DU faculty retooling for online teaching

Online teaching isn’t new. But, it’s conventionally been targeted toward nontraditional students or used when a professor couldn’t be in the classroom.

DU’s Center for Teaching and Learning (CTL) has a different approach. Through a pilot program, they’re helping professors set up online courses for traditional undergraduate courses. The idea is that students are looking for options, and online classes can achieve high quality and be very interactive.

“There’s a misconception that students are less engaged in an online course,” says Bridget Arend, associate director of instructional development at the CTL. “Our feedback from students in this pilot is that because of the small class sizes and frequent interaction, students often feel a better connection to their classmates and professor in an online setting.”

Mike Keables says he felt his students were a lot more active in his online course than in a standard lecture.

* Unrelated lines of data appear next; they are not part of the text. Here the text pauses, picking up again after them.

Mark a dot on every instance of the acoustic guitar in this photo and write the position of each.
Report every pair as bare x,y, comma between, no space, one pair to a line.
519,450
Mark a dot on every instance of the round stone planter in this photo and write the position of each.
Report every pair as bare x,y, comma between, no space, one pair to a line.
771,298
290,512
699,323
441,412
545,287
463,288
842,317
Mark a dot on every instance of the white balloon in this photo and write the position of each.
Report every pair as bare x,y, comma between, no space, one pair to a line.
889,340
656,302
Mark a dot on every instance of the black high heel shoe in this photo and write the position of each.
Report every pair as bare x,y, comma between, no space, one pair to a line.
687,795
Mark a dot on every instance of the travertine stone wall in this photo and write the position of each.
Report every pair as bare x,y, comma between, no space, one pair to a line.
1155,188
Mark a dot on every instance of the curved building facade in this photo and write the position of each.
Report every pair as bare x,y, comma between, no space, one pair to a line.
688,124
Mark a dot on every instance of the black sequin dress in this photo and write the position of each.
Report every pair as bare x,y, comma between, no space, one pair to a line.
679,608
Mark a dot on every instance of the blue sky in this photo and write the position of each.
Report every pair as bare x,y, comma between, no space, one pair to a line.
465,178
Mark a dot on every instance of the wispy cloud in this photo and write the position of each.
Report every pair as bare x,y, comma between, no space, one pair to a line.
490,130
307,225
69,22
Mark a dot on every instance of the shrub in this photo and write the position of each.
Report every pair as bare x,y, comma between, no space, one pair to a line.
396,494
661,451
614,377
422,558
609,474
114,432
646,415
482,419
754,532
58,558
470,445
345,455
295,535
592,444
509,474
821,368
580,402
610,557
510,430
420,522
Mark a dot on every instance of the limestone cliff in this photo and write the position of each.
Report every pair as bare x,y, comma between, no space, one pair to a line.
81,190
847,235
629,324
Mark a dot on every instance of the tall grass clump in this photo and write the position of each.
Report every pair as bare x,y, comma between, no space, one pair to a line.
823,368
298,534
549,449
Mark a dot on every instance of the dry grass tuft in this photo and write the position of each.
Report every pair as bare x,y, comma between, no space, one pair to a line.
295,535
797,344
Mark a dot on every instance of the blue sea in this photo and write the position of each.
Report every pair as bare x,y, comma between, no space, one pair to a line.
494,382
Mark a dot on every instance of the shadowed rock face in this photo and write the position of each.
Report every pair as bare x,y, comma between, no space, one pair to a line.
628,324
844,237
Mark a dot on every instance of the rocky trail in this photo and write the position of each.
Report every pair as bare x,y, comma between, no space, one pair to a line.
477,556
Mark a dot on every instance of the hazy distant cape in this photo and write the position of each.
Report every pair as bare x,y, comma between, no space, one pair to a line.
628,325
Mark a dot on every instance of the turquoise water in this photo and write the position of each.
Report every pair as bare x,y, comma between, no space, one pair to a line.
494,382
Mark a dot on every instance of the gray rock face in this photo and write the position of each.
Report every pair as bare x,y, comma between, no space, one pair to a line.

Keables, DU’s associate dean of natural sciences and mathematics and an associate professor of geography, was one of the first faculty members at the University to participate in the pilot program.

He taught Environmental Systems I — an introductory meteorology course — online. 

“Online courses take a lot more prep time for faculty up front,” Keables says. “But, that time investment improves each time you teach the course.”

Keables also wondered if his students would do as well. He’s found students in his online courses perform the same as his students in class. He gives comparable exams, so he can gauge whether students understand the material.

The CTL offers a three-week course to help professors prepare for online course. Naturally, it’s online so professors can learn from doing.

“The Teaching Online Workshop provided me with an excellent foundation for what it takes to develop an effective online course,” Keables says. “It also challenged me to think differently about how to present content and keep the students engaged in the learning process.”

The online course Keables developed from the workshop ended up winning a national award from Blackboard — a Washington, D.C.-based software maker — that recognizes best practice in online course design. Keables’ award was announced at the Blackboard World Conference in Las Vegas in July.

“It’s a nice recognition of my effort and the help I received from the CTL,” he says.